The Taliban Dances are extra-musical comments on society, war, and death. They are full of life, devastating in their sadness, surprisingly humorous, and starkly serious. They are both Eastern and Western; composed for violin and orchestra, The Taliban Dances are loosely based on several authentic Arabic scales and modal rhythmic structures, gradually replaced by traditional Western-style harmonies and rhythmic structures.
The work begins with a violin cadenza-a “Call for Prayer,” which is intended to be a ‘prayer’ for all nations, East and West. This cadenza, used as the opening for both the first movement and the finale, serves to unite the work.
The first movement, which represents hope and youthful love, sets the tone for the piece. This movement, the most “Arabic”-sounding of the five, leads to the first of the two haunting lullabies. In the lullabies, movements two and four, Winstin uses many of the same themes with different textures, consistently returning to a more grounded, rhythmic texture. (In the second of the two lullabies, movement four, the textures are more aggressive-literally a musical fight between two cultures.)

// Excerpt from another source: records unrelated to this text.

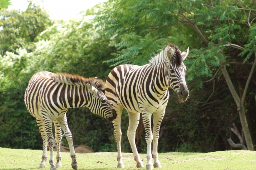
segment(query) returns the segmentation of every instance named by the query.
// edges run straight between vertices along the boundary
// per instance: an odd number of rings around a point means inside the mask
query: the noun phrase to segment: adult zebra
[[[36,73],[30,79],[24,100],[29,113],[35,117],[43,142],[40,168],[45,167],[47,145],[50,153],[51,170],[62,167],[61,141],[62,130],[66,136],[74,169],[77,168],[72,136],[68,128],[66,113],[69,108],[88,107],[91,111],[112,121],[116,113],[101,90],[104,82],[96,77],[85,78],[79,76],[47,71]],[[53,154],[54,138],[52,125],[54,123],[57,143],[57,163],[54,165]]]
[[[172,44],[167,45],[152,57],[150,64],[141,66],[130,64],[118,66],[108,75],[106,81],[105,94],[116,111],[113,121],[115,137],[117,145],[117,167],[124,167],[121,152],[121,132],[120,120],[123,108],[128,112],[129,126],[127,135],[137,167],[143,167],[135,141],[136,129],[142,113],[147,146],[147,169],[153,168],[151,142],[153,140],[154,166],[161,167],[158,160],[157,143],[161,123],[164,118],[169,97],[170,87],[178,94],[180,100],[187,100],[189,92],[185,81],[186,67],[183,61],[189,53],[189,48],[181,52]],[[150,118],[154,115],[153,137]]]

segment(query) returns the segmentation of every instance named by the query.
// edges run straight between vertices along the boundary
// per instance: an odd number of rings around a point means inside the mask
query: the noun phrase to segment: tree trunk
[[[241,103],[241,100],[240,100],[233,85],[232,82],[231,81],[231,79],[230,77],[229,77],[229,73],[226,68],[226,65],[223,64],[221,62],[220,62],[220,65],[221,69],[226,80],[226,82],[227,83],[229,90],[230,90],[231,94],[233,96],[233,98],[234,98],[237,106],[237,110],[239,113],[240,121],[244,134],[244,137],[245,138],[245,141],[246,142],[247,148],[248,150],[254,150],[253,140],[251,134],[250,133],[250,130],[249,129],[249,127],[246,120],[246,116],[244,111],[244,105]]]

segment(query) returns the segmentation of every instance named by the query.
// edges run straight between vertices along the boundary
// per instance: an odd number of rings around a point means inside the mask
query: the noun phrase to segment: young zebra
[[[160,125],[164,118],[169,97],[170,87],[178,94],[182,102],[186,101],[189,92],[185,81],[186,67],[183,60],[189,53],[189,48],[181,52],[176,46],[169,44],[152,57],[150,63],[141,66],[125,64],[114,68],[106,81],[105,94],[116,111],[113,121],[115,137],[117,145],[118,168],[123,168],[121,152],[122,134],[120,120],[123,108],[128,112],[129,126],[127,135],[137,167],[143,167],[135,144],[136,129],[142,113],[147,146],[147,169],[154,166],[161,167],[158,158],[157,143]],[[153,137],[150,118],[154,115]],[[153,140],[153,153],[151,142]]]
[[[69,108],[86,107],[108,121],[113,121],[116,117],[116,113],[101,91],[105,87],[104,82],[96,77],[85,78],[44,71],[38,73],[31,78],[24,100],[29,113],[36,119],[43,142],[40,168],[45,167],[47,144],[51,170],[62,167],[60,145],[62,130],[69,146],[72,168],[77,169],[72,136],[68,126],[66,113]],[[53,121],[57,148],[56,167],[52,152],[54,140],[52,129]]]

Sandwiched between the lullabies is the humorous “Baghdad Bossa Nova” (movement three), complete with an atonal dance section which owes its structure to the more famous Bossa Novas of the early ‘60s and ‘70s, and, indeed, parodies them. It is a poignantly humorous look at war, featuring a surprising descending slide whistle (”incoming!”) and the popping of balloons to signify the dropping of bombs. It is an artistic statement on the absurdity of war.
After the repeated “Call for Prayer,” the Taliban Dances end with a fiendishly difficult solo violin line which whirls its way-in ever-increasing tempi-towards the climax by way of a nursery rhyme, a cacophonous “Dies Irae” (‘Song of Death’) quote and “Dixie.”

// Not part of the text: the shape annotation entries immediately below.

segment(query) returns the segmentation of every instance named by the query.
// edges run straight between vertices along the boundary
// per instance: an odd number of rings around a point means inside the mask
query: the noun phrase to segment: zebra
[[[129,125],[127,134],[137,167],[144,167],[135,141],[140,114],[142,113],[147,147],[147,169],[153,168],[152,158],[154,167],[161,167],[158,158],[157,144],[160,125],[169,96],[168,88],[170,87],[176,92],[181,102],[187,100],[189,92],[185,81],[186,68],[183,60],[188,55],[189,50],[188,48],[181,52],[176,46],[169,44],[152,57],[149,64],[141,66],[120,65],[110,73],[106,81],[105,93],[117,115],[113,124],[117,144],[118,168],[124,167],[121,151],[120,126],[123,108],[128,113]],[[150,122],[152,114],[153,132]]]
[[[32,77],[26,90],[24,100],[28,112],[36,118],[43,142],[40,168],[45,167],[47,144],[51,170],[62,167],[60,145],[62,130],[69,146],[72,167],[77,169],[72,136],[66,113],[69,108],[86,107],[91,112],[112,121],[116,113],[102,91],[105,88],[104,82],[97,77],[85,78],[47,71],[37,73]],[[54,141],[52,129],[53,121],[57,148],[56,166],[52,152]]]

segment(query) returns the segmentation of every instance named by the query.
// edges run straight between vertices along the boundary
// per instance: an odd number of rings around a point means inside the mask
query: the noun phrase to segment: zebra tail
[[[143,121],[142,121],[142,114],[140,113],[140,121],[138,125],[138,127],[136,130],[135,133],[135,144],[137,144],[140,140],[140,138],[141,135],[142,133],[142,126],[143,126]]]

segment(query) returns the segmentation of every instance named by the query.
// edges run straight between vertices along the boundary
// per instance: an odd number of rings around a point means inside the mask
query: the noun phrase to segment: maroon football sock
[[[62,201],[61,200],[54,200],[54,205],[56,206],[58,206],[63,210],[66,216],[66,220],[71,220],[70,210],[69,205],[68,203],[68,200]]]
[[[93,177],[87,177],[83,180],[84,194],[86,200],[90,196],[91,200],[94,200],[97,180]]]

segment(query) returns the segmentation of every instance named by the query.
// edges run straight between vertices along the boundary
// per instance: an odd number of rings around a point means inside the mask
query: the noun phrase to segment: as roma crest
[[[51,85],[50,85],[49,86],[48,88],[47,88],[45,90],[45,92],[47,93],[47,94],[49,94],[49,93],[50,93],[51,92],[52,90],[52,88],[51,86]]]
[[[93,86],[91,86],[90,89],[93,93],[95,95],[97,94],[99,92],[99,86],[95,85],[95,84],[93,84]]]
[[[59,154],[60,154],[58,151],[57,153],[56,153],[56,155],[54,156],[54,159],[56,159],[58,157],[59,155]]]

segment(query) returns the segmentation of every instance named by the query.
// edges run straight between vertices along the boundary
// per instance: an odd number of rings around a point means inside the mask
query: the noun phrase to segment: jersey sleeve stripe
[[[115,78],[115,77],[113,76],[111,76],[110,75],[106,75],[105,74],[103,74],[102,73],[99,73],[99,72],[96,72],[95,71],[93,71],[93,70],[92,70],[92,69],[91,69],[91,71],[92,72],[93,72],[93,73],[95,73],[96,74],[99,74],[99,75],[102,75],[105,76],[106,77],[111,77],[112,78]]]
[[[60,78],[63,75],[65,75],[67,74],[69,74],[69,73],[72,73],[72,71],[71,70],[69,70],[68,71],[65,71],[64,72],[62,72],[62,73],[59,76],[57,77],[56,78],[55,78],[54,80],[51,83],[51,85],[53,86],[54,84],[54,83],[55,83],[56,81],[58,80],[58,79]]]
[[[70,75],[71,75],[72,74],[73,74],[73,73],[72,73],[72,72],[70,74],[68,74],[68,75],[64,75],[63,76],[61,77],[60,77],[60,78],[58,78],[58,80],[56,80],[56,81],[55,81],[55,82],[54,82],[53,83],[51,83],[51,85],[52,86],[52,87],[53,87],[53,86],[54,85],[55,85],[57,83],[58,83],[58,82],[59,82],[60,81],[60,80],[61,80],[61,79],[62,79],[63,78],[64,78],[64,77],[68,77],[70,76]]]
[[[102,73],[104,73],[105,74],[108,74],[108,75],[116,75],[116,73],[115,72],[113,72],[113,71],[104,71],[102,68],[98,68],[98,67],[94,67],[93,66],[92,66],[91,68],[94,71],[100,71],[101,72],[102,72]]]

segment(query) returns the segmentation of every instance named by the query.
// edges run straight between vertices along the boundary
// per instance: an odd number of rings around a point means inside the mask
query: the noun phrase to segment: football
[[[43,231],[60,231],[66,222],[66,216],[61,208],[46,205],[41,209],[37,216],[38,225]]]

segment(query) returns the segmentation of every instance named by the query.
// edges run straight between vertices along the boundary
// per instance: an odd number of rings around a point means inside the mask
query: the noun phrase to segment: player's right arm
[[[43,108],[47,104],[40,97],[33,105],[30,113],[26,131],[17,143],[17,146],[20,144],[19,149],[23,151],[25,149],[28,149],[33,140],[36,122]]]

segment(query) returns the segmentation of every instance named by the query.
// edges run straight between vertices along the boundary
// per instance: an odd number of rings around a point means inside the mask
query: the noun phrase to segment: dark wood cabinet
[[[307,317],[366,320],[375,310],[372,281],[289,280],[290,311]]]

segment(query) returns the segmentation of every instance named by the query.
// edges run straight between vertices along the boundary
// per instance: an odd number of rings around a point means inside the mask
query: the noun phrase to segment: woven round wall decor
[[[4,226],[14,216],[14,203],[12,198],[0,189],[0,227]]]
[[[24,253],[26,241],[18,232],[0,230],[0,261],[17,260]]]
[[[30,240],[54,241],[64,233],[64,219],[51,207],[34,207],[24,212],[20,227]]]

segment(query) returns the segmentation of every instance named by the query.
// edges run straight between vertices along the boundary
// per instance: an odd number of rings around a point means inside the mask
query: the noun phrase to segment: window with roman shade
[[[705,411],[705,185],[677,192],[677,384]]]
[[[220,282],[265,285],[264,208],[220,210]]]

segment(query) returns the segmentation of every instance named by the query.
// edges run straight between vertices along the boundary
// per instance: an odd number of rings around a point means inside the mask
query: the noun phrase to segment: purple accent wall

Masterworks of the New Era is the 12th volume in the landmark, award-winning series devoted to the music of living composers worldwide. This four-CD set includes new music by Abbott, Bagdazian, Barmor Rose, Bilotta, Blumhofer, Brickman, Clark, Constantinides, Dal Porto, Evans, Field, Garber, Gottschalk, Guthrie, He, Jones, Korneitchouk, McMullin, Olac, Powers, Rudenstein, Sartor, Schroeter, Timpson, Stadig, Walczyk, Winsor, Worthington, and Wylegala.